Opportunities to Network
Having opportunities to develop and maintain one’s professional networks is always important at conferences. I have to admit that I’ve enjoyed going to pubs which serve real ale at previous Cetis conferences (such as the Sacks of Potatoes near Aston University).
For this year’s event my colleague David Sherlock has helpfully written a blog post on Cetis Conference 2014 – fringe activities in which he suggests that:
History fanatics and beer drinkers will want to check out the Ye Olde Man and Scythe which is one of the the 10 oldest pubs in Britain.

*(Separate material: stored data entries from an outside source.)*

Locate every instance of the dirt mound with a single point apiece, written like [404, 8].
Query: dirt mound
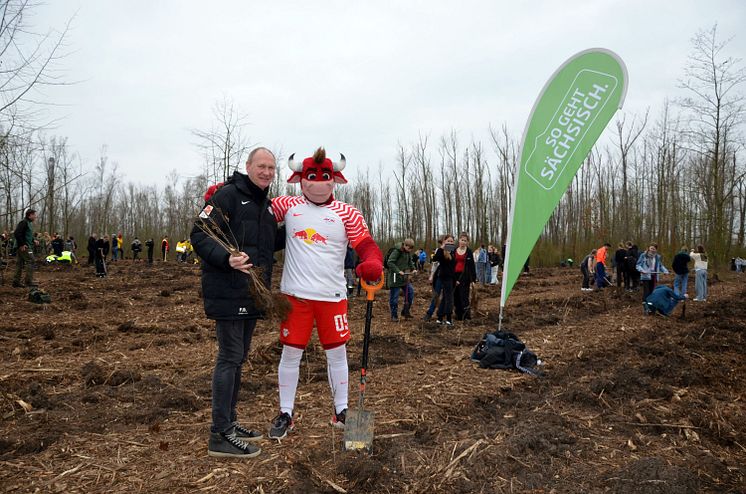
[109, 390]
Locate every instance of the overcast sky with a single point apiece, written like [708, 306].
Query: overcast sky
[357, 77]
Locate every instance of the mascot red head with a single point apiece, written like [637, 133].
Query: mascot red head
[317, 176]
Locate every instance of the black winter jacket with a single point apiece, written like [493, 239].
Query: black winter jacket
[252, 223]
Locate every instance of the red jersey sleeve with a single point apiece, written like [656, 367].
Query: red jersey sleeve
[282, 204]
[353, 220]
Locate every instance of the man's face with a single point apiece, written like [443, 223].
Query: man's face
[261, 169]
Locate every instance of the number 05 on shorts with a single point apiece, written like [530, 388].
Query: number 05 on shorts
[330, 317]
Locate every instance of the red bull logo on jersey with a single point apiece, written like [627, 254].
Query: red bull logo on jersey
[310, 236]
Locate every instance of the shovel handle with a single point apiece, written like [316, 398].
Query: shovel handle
[371, 289]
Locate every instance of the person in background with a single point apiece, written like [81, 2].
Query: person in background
[494, 261]
[700, 273]
[446, 259]
[92, 248]
[436, 284]
[602, 259]
[164, 248]
[680, 266]
[101, 248]
[150, 244]
[399, 266]
[58, 245]
[662, 300]
[114, 247]
[120, 245]
[482, 264]
[24, 236]
[465, 275]
[587, 267]
[620, 261]
[633, 275]
[71, 245]
[106, 246]
[136, 248]
[650, 265]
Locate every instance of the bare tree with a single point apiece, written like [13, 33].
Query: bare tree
[224, 145]
[715, 108]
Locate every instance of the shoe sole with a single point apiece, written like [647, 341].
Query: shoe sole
[289, 429]
[220, 454]
[250, 439]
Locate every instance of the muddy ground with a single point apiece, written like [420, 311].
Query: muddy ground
[107, 389]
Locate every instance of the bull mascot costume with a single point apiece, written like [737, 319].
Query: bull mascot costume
[318, 230]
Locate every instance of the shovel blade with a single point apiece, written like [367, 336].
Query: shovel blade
[358, 430]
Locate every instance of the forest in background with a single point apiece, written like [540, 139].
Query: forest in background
[674, 175]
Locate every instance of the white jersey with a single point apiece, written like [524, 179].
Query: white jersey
[316, 241]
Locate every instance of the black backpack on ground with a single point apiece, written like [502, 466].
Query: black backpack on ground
[504, 350]
[38, 296]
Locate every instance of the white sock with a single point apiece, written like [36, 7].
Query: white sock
[339, 376]
[287, 377]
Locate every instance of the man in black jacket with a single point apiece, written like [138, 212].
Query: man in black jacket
[92, 248]
[24, 234]
[58, 245]
[244, 203]
[149, 243]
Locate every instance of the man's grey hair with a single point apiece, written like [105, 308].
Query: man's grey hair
[256, 150]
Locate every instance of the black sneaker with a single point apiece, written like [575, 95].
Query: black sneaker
[281, 425]
[226, 445]
[246, 435]
[338, 419]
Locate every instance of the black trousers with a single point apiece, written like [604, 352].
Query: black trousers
[234, 342]
[461, 300]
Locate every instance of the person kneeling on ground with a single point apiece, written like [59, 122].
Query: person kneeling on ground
[664, 300]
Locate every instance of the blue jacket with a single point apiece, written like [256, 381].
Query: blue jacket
[664, 299]
[644, 269]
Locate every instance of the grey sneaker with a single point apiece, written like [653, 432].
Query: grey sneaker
[338, 419]
[246, 435]
[281, 425]
[225, 445]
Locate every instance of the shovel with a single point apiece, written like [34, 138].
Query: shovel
[359, 423]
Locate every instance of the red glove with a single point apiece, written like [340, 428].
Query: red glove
[211, 190]
[371, 267]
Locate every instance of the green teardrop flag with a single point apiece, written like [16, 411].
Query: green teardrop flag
[568, 117]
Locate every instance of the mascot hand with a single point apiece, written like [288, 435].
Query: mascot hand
[370, 271]
[211, 190]
[371, 267]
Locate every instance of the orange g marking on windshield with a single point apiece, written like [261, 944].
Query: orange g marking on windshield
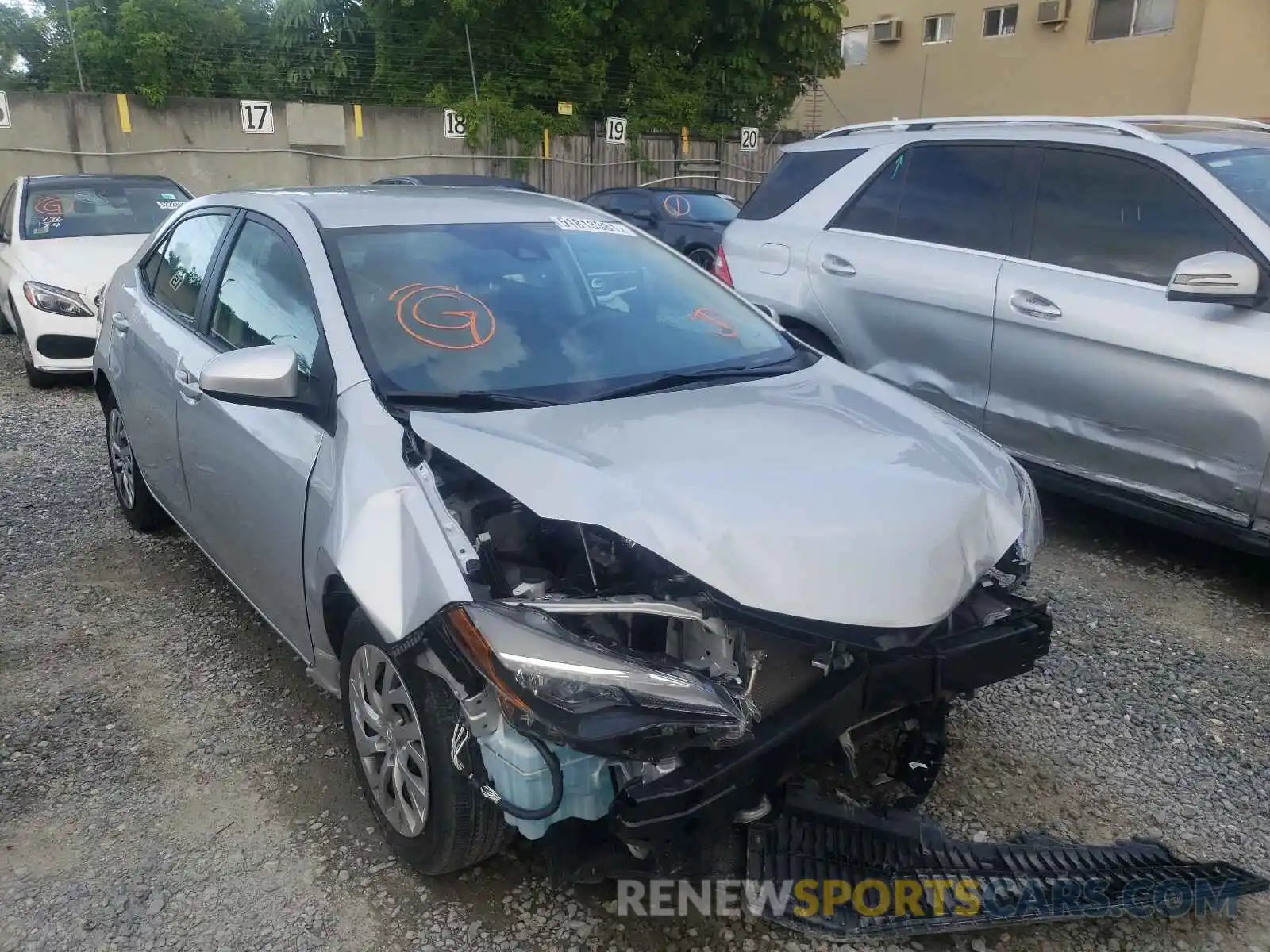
[724, 329]
[444, 317]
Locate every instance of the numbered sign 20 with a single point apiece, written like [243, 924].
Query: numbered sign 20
[455, 125]
[615, 130]
[257, 116]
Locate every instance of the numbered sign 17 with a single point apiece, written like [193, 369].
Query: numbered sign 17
[615, 130]
[455, 125]
[257, 116]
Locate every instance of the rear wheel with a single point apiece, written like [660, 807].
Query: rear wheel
[131, 492]
[399, 721]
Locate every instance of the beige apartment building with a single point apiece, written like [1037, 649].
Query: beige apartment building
[968, 57]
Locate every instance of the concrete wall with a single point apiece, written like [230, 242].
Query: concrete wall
[201, 144]
[1039, 69]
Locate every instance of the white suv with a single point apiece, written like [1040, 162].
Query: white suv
[1090, 292]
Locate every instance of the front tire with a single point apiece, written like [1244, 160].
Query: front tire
[399, 721]
[131, 492]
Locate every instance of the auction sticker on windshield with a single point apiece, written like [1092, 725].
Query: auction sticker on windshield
[596, 225]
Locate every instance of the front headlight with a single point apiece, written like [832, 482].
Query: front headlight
[583, 689]
[1034, 527]
[55, 300]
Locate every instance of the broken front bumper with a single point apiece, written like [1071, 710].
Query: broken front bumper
[997, 636]
[833, 871]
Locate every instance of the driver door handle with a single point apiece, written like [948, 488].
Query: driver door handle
[838, 266]
[1035, 306]
[188, 385]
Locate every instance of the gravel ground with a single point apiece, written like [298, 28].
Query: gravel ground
[169, 778]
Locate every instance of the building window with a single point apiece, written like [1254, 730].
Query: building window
[1114, 19]
[855, 46]
[1000, 21]
[937, 29]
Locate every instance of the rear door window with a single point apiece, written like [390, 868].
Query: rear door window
[946, 194]
[793, 178]
[1119, 216]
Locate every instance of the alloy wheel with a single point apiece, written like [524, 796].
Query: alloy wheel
[389, 740]
[121, 460]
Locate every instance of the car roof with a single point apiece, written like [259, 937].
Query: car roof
[1197, 141]
[376, 206]
[82, 177]
[676, 190]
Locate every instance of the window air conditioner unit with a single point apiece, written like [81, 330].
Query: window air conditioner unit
[1053, 12]
[886, 31]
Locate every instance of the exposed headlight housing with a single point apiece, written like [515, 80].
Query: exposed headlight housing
[594, 696]
[54, 300]
[1034, 527]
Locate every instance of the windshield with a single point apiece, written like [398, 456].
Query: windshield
[106, 207]
[540, 309]
[1246, 173]
[698, 207]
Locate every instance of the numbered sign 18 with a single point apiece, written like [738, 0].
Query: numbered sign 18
[455, 125]
[257, 116]
[615, 130]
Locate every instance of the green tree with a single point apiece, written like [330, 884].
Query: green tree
[323, 48]
[662, 63]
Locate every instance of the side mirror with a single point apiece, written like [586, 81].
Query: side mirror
[1217, 278]
[258, 376]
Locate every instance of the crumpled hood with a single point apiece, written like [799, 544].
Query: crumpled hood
[82, 264]
[822, 494]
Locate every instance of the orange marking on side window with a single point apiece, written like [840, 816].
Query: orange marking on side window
[702, 314]
[421, 315]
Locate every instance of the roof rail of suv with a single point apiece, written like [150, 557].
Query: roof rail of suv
[1208, 122]
[1118, 125]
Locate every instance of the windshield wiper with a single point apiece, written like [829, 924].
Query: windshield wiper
[713, 374]
[465, 400]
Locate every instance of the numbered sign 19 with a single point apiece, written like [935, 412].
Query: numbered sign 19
[257, 116]
[455, 125]
[615, 130]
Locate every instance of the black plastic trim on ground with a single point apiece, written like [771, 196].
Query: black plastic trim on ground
[1037, 879]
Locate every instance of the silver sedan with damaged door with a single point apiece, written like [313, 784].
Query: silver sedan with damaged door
[590, 549]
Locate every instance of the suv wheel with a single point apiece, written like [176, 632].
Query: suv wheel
[131, 492]
[399, 721]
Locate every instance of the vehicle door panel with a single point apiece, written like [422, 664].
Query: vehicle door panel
[248, 467]
[907, 273]
[1098, 374]
[150, 340]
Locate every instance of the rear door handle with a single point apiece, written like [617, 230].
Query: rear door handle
[1035, 306]
[838, 266]
[188, 385]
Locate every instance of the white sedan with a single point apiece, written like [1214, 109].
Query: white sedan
[61, 239]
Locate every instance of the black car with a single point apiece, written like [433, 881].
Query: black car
[690, 220]
[456, 179]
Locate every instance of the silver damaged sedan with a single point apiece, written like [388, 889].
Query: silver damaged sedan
[581, 539]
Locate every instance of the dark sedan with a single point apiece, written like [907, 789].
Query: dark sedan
[690, 220]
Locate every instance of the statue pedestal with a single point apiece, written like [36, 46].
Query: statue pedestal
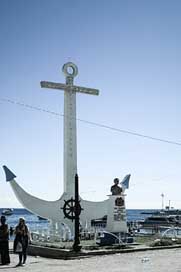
[116, 216]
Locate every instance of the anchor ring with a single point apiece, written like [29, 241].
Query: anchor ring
[66, 69]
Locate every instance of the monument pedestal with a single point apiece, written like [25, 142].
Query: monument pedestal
[116, 216]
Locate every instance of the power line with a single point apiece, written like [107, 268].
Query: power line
[92, 123]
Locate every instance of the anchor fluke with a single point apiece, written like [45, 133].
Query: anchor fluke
[9, 175]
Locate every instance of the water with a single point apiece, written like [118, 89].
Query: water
[34, 224]
[32, 221]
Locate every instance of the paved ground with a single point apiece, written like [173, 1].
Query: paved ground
[148, 261]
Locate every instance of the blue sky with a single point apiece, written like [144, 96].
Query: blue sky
[130, 51]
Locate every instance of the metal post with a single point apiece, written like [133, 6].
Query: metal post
[76, 245]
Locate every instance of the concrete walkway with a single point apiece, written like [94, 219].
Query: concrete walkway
[147, 261]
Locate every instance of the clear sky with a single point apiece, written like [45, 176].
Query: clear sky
[131, 52]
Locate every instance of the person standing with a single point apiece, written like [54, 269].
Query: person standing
[21, 241]
[4, 241]
[116, 189]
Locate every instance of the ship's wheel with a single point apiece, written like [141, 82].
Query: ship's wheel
[70, 210]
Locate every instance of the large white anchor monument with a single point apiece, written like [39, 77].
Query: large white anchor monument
[52, 209]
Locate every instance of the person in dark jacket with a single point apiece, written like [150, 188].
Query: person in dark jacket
[116, 189]
[22, 237]
[4, 241]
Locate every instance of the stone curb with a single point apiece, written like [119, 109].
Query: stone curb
[56, 253]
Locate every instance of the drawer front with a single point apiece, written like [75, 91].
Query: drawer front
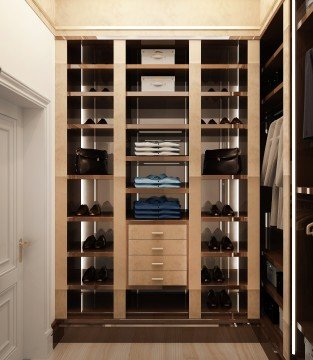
[158, 278]
[158, 83]
[149, 232]
[157, 247]
[158, 56]
[157, 263]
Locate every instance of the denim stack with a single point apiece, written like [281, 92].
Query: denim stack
[157, 208]
[157, 181]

The 7th Earl of Derby was executed here during the civil war, his ghost has appeared in the book Bolton’s most haunted and plenty of YouTube videos
I hope to get to this pub at some point during the Cetis conference!
Note that the registration fee for the conference is of £120 (although an early bird registration fee of £100 may still be available). This includes the conference dinner, although accommodation has to be booked separately.